Ketika mereka sedang bergembira tiba-tiba datanglah pengemis mengetuk
pintu dan berkata, “Wahai ahli Allah, berilah aku seperti yang diberikan
Allah pada kalian!” Lalu si suami pun segera keluar dan berkata, “Kami
semua mengambil separuh, dan kamu sendirian separuhnya lagi, bagaimana?
Apakah kamu setuju? Kalau kurang, aku akan menambahnya.” “Aku setuju,”
jawab pengemis.

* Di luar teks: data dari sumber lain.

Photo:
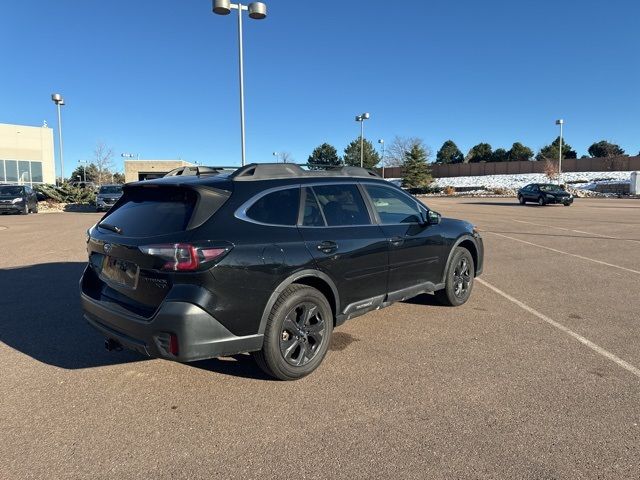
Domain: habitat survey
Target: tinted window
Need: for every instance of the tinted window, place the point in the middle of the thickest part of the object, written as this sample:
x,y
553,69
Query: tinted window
x,y
312,216
393,206
153,211
111,190
342,205
277,208
11,191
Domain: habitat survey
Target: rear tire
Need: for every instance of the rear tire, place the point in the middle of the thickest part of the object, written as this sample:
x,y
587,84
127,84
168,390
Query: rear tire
x,y
297,334
459,279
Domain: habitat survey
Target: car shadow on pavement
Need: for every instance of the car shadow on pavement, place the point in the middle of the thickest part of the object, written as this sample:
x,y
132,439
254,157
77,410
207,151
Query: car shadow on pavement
x,y
241,365
40,316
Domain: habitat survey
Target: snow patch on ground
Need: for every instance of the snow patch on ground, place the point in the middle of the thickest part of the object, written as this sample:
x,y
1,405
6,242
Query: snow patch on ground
x,y
581,180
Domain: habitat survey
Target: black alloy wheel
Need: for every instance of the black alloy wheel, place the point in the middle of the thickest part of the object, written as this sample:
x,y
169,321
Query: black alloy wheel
x,y
459,279
297,333
302,334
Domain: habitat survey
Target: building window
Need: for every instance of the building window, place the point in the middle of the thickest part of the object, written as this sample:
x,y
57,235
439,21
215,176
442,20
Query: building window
x,y
21,172
36,172
11,170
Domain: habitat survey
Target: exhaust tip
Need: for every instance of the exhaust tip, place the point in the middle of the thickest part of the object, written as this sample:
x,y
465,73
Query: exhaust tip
x,y
111,345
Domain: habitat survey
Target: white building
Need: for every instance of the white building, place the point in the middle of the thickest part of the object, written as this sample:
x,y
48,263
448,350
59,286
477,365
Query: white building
x,y
26,155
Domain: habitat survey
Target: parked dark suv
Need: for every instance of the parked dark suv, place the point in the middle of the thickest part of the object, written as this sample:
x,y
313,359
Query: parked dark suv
x,y
268,259
544,194
18,199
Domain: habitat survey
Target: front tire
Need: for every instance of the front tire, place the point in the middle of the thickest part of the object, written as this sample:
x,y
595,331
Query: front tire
x,y
297,334
459,279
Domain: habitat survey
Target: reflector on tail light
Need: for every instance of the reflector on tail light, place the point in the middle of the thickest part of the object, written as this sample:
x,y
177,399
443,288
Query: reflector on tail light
x,y
184,256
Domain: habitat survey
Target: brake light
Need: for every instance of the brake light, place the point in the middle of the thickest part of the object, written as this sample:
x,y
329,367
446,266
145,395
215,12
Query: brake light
x,y
184,257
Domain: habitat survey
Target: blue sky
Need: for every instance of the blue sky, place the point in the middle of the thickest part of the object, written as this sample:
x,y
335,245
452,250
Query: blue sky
x,y
159,78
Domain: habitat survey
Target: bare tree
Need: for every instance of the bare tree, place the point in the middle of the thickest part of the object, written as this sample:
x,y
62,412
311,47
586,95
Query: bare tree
x,y
396,152
103,160
551,168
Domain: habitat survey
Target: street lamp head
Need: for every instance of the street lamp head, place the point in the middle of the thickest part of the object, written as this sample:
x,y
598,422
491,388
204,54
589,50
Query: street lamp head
x,y
222,7
257,10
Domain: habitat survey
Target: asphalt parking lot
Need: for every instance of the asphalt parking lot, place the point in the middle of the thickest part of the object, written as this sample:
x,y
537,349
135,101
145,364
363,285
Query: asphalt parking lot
x,y
536,377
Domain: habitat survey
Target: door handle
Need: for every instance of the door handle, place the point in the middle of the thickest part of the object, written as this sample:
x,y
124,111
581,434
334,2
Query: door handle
x,y
328,246
396,241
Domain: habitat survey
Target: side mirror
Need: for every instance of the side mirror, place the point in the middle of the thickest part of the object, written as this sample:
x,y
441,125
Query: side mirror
x,y
433,218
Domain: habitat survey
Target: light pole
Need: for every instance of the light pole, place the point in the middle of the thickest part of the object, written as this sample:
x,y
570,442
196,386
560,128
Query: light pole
x,y
130,155
381,142
59,101
561,123
361,118
257,11
84,168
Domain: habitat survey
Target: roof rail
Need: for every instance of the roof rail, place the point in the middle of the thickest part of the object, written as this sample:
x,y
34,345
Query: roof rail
x,y
270,171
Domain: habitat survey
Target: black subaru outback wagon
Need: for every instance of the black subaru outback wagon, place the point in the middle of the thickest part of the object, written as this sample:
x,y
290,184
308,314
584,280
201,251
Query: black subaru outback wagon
x,y
267,259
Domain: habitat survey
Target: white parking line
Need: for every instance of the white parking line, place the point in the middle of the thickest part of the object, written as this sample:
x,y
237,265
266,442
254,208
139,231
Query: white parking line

Lalu ia pun pergi untuk mencari tukang angkut, akan tetapi
lama pengemis yang di tunggu-tunggu itu tidak kembali sampai si suami pun
tertidur. Dalam tidurnya ia bermimpi bertemu pengemis tadi lalu ia bertanya,
mengapa ia tidak kembali. Si pengemis menjawab, “Wahai hamba Allah!
Aku bukanlah pengemis, tetapi aku adalah malaikat yang diutus Allah untuk
melihat kesabaranmu terhadap pemberian Allah. Aku memberimu kabar
gembira, bahwa dua dirham yang kau dermakan telah diterima oleh Allah,
dan Allah telah memberi ganti berupa mutiara serta mempersiapkan suatu
kenikmatan yang tak pernah terlihat mata, terdengar oleh telinga, dan tak
pernah terbetik dalam hati kelak di akhirat. Karena kamu telah beramal
dengan ikhlas karena Allah, dan Allah tidak pernah menyia-nyiakan orang
yang beramal karena-Nya. Allah berfirman dalam salah satu kitabnya
“Andaikan aku tidak memberi kekuasaan tiga perkara pada tiga perkara yang
lain niscaya urusan dunia tidak akan tertata rapi. Aku berikan kesabaran pada
orang yang mendapat cobaan; andaikan tidak ada kesabaran maka orang
tersebut akan mati karena mengeluh. Aku berikan bau busuk pada orang
mati; andaikan orang mati tidak bau maka tidak akan dikubur selamanya.
Dan Aku berikan rusak pada gandum; andaikan gandum tidak bisa busuk
maka para penguasa akan menimbunya seperti halnya emas dan perak. Aku
adalah Dzat Yang Maka Berkehendak, Yang Maha Dermawan lagi Berkuasa.